The probability of obtaining a test statistic less than or equal to the
observed value under the null hypothesis is 0.4329%. This is less than our
chosen threshold of 5%, so we consider this to be significant evidence
against the null hypothesis in favor of the alternative.

Because the size of the samples above was small, `permutation_test` could
perform an exact test. For larger samples, we resort to a randomized
permutation test.


In [None]:
x = norm.rvs(size=100, random_state=rng)
y = norm.rvs(size=120, loc=0.2, random_state=rng)
res = permutation_test((x, y), statistic, n_resamples=9999,
                       vectorized=True, alternative='less',
                       random_state=rng)
print(res.statistic)

-0.4230459671240913

In [None]:
print(res.pvalue)

0.0015

The approximate probability of obtaining a test statistic less than or
equal to the observed value under the null hypothesis is 0.0225%. This is
again less than our chosen threshold of 5%, so again we have significant
evidence to reject the null hypothesis in favor of the alternative.

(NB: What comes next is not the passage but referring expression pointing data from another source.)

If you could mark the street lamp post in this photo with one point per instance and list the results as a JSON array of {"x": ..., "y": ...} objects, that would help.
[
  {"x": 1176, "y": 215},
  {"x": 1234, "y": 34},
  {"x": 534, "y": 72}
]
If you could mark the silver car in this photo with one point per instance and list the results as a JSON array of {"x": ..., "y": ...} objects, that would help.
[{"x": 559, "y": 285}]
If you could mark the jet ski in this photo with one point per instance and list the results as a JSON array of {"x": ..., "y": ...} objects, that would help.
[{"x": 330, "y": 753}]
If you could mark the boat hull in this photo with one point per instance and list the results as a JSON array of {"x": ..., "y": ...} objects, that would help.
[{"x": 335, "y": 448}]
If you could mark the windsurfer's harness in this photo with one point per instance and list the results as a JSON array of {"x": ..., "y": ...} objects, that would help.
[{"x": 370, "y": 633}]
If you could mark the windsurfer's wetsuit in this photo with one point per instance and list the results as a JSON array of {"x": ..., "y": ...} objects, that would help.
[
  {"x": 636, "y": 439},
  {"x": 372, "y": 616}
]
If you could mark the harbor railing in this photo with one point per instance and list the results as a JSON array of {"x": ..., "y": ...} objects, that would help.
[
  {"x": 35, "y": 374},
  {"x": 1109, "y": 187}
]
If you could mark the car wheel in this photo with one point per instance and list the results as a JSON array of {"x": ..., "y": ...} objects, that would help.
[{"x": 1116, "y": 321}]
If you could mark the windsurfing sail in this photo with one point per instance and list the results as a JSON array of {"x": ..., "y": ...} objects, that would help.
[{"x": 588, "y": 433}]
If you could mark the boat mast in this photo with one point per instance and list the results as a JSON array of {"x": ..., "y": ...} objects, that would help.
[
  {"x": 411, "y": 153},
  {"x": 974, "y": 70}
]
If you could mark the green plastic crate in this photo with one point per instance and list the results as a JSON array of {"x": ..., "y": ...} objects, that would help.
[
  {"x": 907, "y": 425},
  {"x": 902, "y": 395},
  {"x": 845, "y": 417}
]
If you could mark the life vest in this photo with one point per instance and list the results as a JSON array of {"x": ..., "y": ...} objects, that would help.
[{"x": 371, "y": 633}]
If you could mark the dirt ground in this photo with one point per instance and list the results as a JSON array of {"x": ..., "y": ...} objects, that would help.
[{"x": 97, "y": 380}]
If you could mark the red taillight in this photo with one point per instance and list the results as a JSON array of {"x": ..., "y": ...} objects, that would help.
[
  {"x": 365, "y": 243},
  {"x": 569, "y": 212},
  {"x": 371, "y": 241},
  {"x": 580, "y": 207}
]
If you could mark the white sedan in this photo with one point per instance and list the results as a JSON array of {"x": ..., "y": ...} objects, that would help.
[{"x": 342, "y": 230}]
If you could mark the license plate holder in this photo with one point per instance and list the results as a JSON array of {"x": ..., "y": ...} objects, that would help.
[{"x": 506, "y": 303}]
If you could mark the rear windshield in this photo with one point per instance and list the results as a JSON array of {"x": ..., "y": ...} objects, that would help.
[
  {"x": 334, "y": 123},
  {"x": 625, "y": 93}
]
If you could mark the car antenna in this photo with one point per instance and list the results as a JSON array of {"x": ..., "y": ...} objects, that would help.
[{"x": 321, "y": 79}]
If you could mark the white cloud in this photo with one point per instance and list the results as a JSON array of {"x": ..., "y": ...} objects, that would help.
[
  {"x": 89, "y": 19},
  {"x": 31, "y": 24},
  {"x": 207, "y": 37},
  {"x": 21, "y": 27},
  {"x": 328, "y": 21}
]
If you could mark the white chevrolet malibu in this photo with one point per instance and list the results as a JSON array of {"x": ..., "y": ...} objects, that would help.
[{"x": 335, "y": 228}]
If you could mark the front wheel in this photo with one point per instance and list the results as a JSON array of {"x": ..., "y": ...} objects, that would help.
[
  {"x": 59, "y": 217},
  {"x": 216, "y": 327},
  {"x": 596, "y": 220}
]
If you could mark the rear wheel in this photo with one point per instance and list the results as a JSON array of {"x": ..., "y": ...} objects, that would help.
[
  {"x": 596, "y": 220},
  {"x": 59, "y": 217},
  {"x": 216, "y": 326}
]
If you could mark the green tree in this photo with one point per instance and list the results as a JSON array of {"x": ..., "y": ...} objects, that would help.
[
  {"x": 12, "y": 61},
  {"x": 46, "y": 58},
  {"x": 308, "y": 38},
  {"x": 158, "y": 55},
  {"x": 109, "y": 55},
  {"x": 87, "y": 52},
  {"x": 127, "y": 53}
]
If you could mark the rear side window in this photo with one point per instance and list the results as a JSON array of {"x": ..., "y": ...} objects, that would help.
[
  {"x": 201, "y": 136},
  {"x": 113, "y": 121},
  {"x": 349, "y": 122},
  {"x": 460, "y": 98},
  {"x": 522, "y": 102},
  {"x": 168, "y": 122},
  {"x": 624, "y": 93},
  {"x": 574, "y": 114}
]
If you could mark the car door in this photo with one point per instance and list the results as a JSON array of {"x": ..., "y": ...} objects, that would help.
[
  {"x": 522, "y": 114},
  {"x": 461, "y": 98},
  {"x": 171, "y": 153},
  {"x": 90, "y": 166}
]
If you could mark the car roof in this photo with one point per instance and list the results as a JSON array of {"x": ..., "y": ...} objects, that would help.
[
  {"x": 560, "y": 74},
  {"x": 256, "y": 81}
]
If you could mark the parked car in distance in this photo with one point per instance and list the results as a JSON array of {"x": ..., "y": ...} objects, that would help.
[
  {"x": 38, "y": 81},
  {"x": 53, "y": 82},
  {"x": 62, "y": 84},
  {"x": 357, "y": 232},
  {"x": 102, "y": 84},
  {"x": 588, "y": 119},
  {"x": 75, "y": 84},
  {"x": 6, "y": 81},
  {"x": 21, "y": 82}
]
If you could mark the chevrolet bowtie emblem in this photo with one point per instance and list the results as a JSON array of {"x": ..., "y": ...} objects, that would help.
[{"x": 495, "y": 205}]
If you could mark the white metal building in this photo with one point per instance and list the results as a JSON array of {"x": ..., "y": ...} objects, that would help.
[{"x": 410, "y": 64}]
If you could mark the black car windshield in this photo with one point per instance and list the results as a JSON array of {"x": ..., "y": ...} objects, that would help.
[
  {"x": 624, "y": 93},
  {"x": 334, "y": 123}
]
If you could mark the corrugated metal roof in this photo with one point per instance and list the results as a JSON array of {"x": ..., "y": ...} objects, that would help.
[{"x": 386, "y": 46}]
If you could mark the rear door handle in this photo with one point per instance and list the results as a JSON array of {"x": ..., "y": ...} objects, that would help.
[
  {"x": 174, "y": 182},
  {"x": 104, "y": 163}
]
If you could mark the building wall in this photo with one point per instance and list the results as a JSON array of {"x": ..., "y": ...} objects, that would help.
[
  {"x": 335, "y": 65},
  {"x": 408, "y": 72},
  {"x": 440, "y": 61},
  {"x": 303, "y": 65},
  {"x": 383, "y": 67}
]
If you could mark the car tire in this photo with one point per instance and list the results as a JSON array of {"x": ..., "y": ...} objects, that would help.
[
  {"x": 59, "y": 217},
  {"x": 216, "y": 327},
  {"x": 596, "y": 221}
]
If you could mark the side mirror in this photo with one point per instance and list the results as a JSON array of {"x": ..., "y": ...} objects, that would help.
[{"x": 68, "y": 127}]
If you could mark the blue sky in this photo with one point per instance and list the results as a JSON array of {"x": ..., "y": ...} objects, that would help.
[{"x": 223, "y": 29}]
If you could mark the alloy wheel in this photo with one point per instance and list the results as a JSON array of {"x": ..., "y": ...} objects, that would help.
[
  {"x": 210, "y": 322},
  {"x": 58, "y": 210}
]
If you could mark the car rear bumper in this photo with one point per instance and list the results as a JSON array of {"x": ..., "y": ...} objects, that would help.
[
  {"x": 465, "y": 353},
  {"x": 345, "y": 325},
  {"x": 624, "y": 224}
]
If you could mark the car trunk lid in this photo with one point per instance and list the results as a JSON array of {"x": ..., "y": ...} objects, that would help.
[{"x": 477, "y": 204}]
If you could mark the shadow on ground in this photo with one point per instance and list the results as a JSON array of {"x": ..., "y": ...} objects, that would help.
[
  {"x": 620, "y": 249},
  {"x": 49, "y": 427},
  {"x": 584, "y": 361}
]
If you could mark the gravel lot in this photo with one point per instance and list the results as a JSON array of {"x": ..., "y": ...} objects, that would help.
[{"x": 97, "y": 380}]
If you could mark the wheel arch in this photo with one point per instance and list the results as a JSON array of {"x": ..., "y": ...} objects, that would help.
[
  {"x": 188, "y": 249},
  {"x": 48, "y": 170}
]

For large samples and number of permutations, the result is comparable to
that of the corresponding asymptotic test, the independent sample t-test.


In [None]:
from scipy.stats import ttest_ind
res_asymptotic = ttest_ind(x, y, alternative='less')
print(res_asymptotic.pvalue)

0.0014669545224902675

The permutation distribution of the test statistic is provided for
further investigation.


In [None]:
import matplotlib.pyplot as plt
plt.hist(res.null_distribution, bins=50)
plt.title("Permutation distribution of test statistic")
plt.xlabel("Value of Statistic")
plt.ylabel("Frequency")
plt.show()

Inspection of the null distribution is essential if the statistic suffers
from inaccuracy due to limited machine precision. Consider the following
case:


In [None]:
from scipy.stats import pearsonr
x = [1, 2, 4, 3]
y = [2, 4, 6, 8]
def statistic(x, y, axis=-1):
    return pearsonr(x, y, axis=axis).statistic
res = permutation_test((x, y), statistic, vectorized=True,
                       permutation_type='pairings',
                       alternative='greater')
r, pvalue, null = res.statistic, res.pvalue, res.null_distribution

In this case, some elements of the null distribution differ from the
observed value of the correlation coefficient ``r`` due to numerical noise.
We manually inspect the elements of the null distribution that are nearly
the same as the observed value of the test statistic.


In [None]:
r

0.7999999999999999

In [None]:
unique = np.unique(null)
unique

array([-1. , -1. , -0.8, -0.8, -0.8, -0.6, -0.4, -0.4, -0.2, -0.2, -0.2,
    0. ,  0.2,  0.2,  0.2,  0.4,  0.4,  0.6,  0.8,  0.8,  0.8,  1. ,
    1. ])  # may vary

In [None]:
unique[np.isclose(r, unique)].tolist()

[0.7999999999999998, 0.7999999999999999, 0.8]  # may vary

If `permutation_test` were to perform the comparison naively, the
elements of the null distribution with value ``0.7999999999999998`` would
not be considered as extreme or more extreme as the observed value of the
statistic, so the calculated p-value would be too small.


In [None]:
incorrect_pvalue = np.count_nonzero(null >= r) / len(null)
incorrect_pvalue

0.14583333333333334  # may vary

Instead, `permutation_test` treats elements of the null distribution that
are within ``max(1e-14, abs(r)*1e-14)`` of the observed value of the
statistic ``r`` to be equal to ``r``.


In [None]:
correct_pvalue = np.count_nonzero(null >= r - 1e-14) / len(null)
correct_pvalue

0.16666666666666666

In [None]:
res.pvalue == correct_pvalue

True

This method of comparison is expected to be accurate in most practical
situations, but the user is advised to assess this by inspecting the
elements of the null distribution that are close to the observed value
of the statistic. Also, consider the use of statistics that can be
calculated using exact arithmetic (e.g. integer statistics).